This post continues our discussion on the Bayesian vs the frequentist approaches. Here, we consider implications for parametric and non-parametric models
In the previous blog the Bayesian vs frequentist approaches: implications for machine le…, we said that
In Bayesian statistics, parameters are assigned a probability whereas in the frequentist approach, the parameters are fixed. Thus, in frequentist statistics, we take random samples from the population and aim to find a set of fixed parameters that correspond to the underlying distribution that generated the data. In contrast for Bayesian statistics, we take the entire data and aim to find the parameters of the distribution that generated the data but we consider these parameters as probabilities i.e. not fixed.
The question then is
How does this discussion (Bayesian vs frequentist) extend to parametric and non-parametric models?
To recap: In a parametric model, we have a finite number of parameters. In contrast, for nonparametric models, the number of parameters is (potentially) infinite and more specifically, the number of parameters and the complexity of the model grows with increasing data.
The terms parametric and non-parametric also apply to the underlying distribution. Intuitively, you could say that parametric models follow a specified distribution – which is defined by the parameters. Non-parametric models do not imply an underlying distribution.
Another way to approach the problem is to think of algorithms learning a function.
You can think of machine learning as learning an unknown function that maps the inputs X to outputs Y. The general format of this function is Y = f(x). The algorithm learns the form of the function from the training data. Different algorithms make different assumptions or biases about the form of the function and how it can be learned. By this approach, parametric machine learning algorithms are algorithms that simplify the function to a known form. This approach has benefits because parametric machine learning algorithms are simpler, faster and need less data. However, not all unknown functions can be expressed neatly in the form of relatively simple functions like linear functions. Hence, parametric models are more suited for simpler problems.
In contrast, non-parametric models do not make string assumptions about the underlying function.
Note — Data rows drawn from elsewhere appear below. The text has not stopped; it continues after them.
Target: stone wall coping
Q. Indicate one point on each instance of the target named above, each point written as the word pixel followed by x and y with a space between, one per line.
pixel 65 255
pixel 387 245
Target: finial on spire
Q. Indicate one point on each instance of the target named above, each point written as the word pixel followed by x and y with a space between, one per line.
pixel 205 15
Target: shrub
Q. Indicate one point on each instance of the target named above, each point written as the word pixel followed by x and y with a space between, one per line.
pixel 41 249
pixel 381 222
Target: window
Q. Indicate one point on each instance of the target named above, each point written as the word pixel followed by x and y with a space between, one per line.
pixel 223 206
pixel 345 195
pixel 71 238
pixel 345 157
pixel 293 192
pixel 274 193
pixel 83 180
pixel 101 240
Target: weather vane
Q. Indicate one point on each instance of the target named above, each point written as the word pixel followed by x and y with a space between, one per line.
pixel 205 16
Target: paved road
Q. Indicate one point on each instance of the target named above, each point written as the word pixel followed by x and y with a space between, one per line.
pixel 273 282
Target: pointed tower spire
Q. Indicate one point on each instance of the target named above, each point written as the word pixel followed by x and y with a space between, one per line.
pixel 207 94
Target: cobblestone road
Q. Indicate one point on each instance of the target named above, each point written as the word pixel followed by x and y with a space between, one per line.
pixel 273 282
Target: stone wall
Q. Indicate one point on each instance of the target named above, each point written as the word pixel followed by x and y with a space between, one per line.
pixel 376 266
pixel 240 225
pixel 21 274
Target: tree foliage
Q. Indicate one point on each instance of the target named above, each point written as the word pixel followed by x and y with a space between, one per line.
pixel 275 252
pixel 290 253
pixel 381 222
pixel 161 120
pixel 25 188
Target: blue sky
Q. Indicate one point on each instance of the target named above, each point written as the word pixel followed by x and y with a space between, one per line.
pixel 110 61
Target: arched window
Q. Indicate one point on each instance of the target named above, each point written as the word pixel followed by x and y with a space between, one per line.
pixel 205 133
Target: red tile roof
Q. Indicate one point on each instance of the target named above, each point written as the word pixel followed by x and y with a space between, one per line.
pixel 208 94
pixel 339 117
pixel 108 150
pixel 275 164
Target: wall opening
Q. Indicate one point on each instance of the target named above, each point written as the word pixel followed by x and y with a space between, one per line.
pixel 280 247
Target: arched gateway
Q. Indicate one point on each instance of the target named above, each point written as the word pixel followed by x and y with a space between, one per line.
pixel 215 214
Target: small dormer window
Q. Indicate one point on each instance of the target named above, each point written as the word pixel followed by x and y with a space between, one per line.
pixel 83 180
Non parametric models have the advantage of flexibility, power and better performance. However, they also need more data, are slower and prone to overfitting.
To recap, we said before, because the terms parametric and non-parametric also apply to the underlying distribution, you could say that parametric models follow a specified distribution – which is defined by the parameters. Non-parametric models do not imply an underlying distribution.
Hence, we can conclude that while the concepts are tangentially related they do not imply a connection.
- Parametric models imply that the data comes from a known distribution and the model can infer the parameters of that distribution
- However, this does not imply that parametric models are Bayesian (on the grounds that Bayesian models assume a distribution for the parameters)
- To emphasize, Bayesian models relate to prior information.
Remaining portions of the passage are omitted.